More women are suffering from stress and hormonal problems these days, especially with more of them working than ever before.
Acsys Un Co., an herbal medicine consulting and sales company in Tokyo, has been holding courses on kampo since 2004. Tuition is more than 100,000 yen for 20 hours.
Even applicants from distant parts of the country apply to take the classes, according to the firm.
“Almost all of the students are women in their 20s and 30s,” said Acsys Un President Shizue Minemura. “Many are eager to take care of the health of their families and themselves.”
Nihondo, too, offers a wide range of courses, including a one-day practical use course as well as classes on herbal medicine and Chinese cooking.

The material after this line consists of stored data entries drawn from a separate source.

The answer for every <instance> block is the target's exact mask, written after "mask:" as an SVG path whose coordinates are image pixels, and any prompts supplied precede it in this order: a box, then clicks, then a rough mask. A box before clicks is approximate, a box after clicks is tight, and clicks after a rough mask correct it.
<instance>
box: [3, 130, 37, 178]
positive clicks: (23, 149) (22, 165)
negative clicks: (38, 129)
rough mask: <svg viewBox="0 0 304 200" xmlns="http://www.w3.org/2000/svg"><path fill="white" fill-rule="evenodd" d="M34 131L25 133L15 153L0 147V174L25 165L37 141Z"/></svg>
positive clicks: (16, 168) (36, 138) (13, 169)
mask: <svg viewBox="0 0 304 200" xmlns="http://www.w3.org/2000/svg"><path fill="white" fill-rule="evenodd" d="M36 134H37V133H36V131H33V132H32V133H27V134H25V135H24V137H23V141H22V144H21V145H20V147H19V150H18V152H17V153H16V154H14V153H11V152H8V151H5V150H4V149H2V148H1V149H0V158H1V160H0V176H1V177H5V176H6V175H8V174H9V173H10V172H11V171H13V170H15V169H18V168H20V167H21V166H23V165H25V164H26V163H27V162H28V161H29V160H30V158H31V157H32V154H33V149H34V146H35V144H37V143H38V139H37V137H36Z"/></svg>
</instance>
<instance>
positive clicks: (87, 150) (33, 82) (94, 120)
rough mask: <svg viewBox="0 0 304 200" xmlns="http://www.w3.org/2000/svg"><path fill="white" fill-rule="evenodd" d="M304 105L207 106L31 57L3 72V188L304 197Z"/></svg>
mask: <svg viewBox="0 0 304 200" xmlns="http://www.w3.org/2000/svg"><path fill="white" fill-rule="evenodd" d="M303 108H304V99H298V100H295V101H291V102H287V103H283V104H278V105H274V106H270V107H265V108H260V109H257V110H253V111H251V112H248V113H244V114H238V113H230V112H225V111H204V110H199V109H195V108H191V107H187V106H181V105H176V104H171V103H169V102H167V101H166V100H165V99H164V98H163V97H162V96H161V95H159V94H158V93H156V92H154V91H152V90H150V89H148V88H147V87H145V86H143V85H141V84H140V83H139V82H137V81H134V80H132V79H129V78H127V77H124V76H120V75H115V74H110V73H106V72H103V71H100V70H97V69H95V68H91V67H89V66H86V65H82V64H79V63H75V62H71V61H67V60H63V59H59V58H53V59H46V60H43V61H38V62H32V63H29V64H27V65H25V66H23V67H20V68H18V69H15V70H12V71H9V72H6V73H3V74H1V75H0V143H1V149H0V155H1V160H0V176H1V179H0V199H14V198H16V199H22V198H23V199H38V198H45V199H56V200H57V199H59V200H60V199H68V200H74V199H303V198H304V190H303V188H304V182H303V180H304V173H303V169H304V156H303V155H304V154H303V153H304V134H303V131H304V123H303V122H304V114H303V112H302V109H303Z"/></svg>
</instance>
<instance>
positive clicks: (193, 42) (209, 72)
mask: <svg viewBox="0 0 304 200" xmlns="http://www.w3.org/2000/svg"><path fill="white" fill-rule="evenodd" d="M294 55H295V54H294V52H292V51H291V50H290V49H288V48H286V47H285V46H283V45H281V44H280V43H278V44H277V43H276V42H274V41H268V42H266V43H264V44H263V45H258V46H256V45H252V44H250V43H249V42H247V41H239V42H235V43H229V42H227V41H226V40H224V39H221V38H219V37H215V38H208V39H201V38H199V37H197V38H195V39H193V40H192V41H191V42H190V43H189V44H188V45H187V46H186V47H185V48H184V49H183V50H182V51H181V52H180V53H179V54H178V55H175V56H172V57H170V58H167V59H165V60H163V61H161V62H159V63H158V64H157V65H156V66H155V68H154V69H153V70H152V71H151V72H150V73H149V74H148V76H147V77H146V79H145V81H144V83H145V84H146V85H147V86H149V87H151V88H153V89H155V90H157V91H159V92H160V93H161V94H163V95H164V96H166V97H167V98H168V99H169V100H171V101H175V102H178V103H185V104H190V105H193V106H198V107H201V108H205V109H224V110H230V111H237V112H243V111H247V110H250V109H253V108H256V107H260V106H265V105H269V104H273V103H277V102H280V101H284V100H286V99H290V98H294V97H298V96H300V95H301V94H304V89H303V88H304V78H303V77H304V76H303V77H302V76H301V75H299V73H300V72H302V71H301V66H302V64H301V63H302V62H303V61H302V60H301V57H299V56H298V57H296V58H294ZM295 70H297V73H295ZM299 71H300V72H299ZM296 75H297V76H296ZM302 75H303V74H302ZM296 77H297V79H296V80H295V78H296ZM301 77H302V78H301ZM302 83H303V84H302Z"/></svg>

Meanwhile, doctors are showing growing interest in kampo, though some had previously said it lacked scientific grounds. Some universities now offer courses on Japanese and Chinese herbal medicine.
Kampo medicine manufacturer Tsumura & Co. reported that the number of doctors taking part in herbal medicine courses it has been holding exclusively for physicians has grown from about 1,300 in 1999 to about 4,000 last year.
“Virtually all surgeons and anesthesiologists use kampo in treatment,” Tsumura’s official in charge of the course said. “Many participate in the course feeling there’s a limit to Western medical science.”